脳性麻痺と診断されてから、この子の将来を考える中で、まず歩けるようになるのか不安になってきます。
もし歩くことができなかったら、、、歩けるようになるにはどうしたらいいのか、、、。
結論からいうと今は歩けるようになるのかどうかは誰にもわからないです。
子どもの発達メカニズムは完全に解明されていないのが現状です。脳損傷の程度もそれぞれありますし、必ずしも脳の状態から運動が決まるわけでもないです。脳性麻痺の症状は多岐に渡るので運動面以外の機能を含めた全体的な発達は複雑になっています。
それでも私たちは少しでも子どもたちとその家族の将来のために、あらゆる手段を用いて運動の獲得を目指します。
その子にとって本当にいいものとはなにかを考えて取り組んでいます。
少しでも参考になればいいですが、脳性麻痺の評価のなかで運動発達の将来的な経過を紹介したいと思います。
脳性麻痺児の発達予後
GMFCSという評価があります。これは過去に多くの脳性麻痺の方の運動発達を追っていき、年齢ごとにその子ができる運動レベルを見ていったものです。
それを元に、現在の年齢と運動発達から将来できるであろう運動が予測できるようになっています。
これはあくまで統計的な結果であるため、必ずしもすべての方に当てはまるわけではないです。

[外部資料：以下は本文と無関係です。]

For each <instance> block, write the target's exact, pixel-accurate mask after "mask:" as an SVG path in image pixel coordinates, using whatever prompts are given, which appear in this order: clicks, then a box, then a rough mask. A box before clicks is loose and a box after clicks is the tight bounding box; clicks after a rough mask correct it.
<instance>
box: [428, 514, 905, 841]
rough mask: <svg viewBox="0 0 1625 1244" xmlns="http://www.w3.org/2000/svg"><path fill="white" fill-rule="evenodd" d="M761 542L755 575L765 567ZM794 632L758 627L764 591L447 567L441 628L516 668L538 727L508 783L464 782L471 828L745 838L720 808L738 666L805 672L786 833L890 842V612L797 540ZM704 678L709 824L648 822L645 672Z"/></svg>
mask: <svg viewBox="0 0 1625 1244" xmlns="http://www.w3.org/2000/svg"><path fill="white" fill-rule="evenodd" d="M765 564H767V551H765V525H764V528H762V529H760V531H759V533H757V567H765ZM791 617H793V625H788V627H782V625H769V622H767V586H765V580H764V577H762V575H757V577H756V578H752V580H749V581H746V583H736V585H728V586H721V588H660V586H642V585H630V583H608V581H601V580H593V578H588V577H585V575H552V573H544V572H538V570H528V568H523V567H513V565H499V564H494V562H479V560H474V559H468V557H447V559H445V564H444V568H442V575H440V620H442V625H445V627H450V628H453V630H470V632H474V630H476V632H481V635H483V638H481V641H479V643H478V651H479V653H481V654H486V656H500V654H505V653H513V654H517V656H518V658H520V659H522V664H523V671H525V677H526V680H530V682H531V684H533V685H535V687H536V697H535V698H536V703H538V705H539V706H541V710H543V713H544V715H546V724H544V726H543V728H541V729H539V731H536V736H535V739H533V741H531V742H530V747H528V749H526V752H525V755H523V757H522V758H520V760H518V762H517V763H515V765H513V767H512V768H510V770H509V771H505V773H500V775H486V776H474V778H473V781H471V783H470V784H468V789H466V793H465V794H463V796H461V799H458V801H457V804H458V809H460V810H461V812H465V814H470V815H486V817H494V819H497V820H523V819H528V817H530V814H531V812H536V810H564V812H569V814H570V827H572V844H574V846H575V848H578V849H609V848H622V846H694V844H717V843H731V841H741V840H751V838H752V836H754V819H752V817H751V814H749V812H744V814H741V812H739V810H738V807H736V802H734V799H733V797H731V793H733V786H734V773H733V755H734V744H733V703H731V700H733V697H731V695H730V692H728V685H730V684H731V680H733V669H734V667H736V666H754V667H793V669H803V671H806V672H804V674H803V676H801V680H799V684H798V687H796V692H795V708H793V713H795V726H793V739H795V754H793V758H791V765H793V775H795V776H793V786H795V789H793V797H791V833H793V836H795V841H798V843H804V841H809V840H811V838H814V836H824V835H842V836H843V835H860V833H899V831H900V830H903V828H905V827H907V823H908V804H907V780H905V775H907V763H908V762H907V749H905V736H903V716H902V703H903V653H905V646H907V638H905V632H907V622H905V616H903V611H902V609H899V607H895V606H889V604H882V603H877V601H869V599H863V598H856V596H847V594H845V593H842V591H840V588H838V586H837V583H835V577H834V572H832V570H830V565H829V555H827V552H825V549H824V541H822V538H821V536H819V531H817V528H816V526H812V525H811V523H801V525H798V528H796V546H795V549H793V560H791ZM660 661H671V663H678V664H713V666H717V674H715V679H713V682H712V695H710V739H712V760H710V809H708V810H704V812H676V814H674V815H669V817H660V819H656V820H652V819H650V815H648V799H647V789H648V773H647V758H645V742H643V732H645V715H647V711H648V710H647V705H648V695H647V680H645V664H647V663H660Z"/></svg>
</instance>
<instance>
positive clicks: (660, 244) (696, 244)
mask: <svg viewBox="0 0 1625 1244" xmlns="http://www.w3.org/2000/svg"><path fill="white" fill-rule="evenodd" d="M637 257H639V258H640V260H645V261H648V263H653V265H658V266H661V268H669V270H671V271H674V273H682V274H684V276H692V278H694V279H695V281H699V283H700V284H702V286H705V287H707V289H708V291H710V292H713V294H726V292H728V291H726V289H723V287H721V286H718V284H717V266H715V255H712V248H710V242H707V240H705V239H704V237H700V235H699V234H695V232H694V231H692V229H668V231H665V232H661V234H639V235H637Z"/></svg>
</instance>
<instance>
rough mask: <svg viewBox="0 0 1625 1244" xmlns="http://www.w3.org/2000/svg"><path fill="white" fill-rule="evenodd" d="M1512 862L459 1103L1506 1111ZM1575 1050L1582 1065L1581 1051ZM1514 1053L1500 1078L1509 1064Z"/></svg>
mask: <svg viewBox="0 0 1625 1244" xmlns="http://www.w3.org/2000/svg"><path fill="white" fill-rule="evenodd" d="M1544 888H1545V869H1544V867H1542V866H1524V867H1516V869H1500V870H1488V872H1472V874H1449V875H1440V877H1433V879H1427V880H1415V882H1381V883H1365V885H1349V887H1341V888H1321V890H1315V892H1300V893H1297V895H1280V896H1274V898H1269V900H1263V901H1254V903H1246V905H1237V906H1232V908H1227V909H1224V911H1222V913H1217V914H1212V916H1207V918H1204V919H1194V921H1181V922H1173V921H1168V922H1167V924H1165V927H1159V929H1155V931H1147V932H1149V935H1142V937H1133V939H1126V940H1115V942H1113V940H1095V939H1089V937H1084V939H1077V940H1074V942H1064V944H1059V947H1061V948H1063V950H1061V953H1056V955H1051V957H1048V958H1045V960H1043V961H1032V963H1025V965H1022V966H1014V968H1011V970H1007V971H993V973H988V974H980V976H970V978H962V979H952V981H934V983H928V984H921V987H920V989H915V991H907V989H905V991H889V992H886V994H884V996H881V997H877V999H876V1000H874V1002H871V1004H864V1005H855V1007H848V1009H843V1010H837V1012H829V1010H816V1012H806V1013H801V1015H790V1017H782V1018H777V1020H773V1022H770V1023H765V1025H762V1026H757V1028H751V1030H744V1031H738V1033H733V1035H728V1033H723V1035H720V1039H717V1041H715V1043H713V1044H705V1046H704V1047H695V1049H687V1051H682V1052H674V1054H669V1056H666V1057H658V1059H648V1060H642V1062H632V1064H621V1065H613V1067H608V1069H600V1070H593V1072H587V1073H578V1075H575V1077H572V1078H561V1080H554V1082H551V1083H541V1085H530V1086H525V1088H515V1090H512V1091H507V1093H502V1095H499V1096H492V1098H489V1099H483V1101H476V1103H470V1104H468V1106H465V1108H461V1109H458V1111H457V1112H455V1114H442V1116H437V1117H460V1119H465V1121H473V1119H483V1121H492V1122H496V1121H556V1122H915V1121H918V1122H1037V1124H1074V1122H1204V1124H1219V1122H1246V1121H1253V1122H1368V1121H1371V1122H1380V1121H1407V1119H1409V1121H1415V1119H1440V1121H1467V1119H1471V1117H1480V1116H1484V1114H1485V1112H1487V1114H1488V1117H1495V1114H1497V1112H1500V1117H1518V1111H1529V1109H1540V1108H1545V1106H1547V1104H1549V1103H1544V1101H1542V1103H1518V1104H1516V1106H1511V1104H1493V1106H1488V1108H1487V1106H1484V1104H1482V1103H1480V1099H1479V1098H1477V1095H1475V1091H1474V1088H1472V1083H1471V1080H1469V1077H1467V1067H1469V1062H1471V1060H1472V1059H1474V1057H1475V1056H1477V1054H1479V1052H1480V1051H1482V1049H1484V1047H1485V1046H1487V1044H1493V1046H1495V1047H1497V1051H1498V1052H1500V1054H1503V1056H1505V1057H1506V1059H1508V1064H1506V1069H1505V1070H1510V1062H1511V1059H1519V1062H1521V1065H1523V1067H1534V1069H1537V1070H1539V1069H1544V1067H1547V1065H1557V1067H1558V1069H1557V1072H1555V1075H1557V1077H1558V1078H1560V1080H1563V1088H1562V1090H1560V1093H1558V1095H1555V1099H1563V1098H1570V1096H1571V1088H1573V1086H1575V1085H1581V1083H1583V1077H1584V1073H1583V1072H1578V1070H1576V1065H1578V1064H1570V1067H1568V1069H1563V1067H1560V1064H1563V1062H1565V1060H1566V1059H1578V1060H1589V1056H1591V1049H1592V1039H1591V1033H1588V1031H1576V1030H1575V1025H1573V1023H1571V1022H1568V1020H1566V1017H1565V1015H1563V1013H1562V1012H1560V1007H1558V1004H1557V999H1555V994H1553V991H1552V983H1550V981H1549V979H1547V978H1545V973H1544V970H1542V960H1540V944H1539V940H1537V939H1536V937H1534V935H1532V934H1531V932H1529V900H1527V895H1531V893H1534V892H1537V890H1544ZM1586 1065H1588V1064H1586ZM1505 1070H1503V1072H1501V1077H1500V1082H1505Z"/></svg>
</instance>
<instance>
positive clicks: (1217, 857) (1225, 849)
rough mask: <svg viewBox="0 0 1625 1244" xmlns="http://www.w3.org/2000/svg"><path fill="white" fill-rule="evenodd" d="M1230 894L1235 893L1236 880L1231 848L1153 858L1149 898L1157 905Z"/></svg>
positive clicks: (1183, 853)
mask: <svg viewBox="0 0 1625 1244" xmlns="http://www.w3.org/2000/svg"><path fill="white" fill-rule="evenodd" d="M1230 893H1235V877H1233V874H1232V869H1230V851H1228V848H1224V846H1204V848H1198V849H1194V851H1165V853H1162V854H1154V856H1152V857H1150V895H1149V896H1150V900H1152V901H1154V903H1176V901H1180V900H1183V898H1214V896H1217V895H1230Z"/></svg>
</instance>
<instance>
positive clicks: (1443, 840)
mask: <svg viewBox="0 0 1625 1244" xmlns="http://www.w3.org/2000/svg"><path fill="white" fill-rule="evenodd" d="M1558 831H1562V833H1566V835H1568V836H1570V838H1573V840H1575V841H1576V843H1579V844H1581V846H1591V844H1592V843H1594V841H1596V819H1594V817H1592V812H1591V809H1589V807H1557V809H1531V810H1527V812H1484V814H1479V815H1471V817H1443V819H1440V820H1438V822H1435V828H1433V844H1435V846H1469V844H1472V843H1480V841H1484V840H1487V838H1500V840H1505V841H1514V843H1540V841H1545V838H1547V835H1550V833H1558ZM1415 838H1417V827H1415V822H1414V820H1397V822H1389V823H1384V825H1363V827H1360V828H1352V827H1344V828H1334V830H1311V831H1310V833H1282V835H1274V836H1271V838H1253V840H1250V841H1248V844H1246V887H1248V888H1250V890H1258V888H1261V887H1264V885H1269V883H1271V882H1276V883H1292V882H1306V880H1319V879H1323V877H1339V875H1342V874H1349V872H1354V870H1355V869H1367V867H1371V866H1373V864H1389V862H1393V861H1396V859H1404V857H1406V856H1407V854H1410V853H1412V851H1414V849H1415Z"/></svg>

この評価では2歳までに床上座位ができるようになり、2~4歳の間に交互性の四つ這い移動ができるようになれば4~6歳で独歩を獲得する可能性があります。
また、2~4歳で交互性ではない四つ這いや割座で座れたりすると4~6歳で手に持つ歩行器で歩くことができる可能性があります。
なぜか、というところですが、専門家なら予測はつきます。
ほかの指標もありますが、だいたい似たような運動の獲得になっています。
なので、早期から運動獲得にむけて練習に取り組みます。
ある運動の獲得時期が遅れたからといって諦める必要はありません。人によって獲得時期は変わってきます。
それに運動発達は学習されていきます。
学習というのは、今持っている運動能力を使って新たな運動を獲得することです。学習は大人になってもできるくらいです。
学習するためには、これまでどんな運動を経験してきたかが問われます。
自分で移動する経験は積んできたのか?
手足で支える経験は積んできたのか?
自分から進んで手を伸ばしたり遊ぶことはできたのか?
月齢に応じた運動の経験は大切だと思います。自分たちでうまく体をコントロールすることができない子どもたちにとって、本来経験していたであろう運動を経験することはできないので学習は進みません。
ある運動や姿勢を経験するには助けが必要です。
仮に独歩が獲得できなくても、ものを伝って歩くだとか、手を繋いで歩くだとか、自分でつかまり立ちができるだとか、車椅子に乗り移れるだとか、いろいろな運動獲得の可能性はあります。
歩けるようになるかは確証はありませんが、諦めずに運動発達を伸ばしていけるように取り組むことは大切だと思います。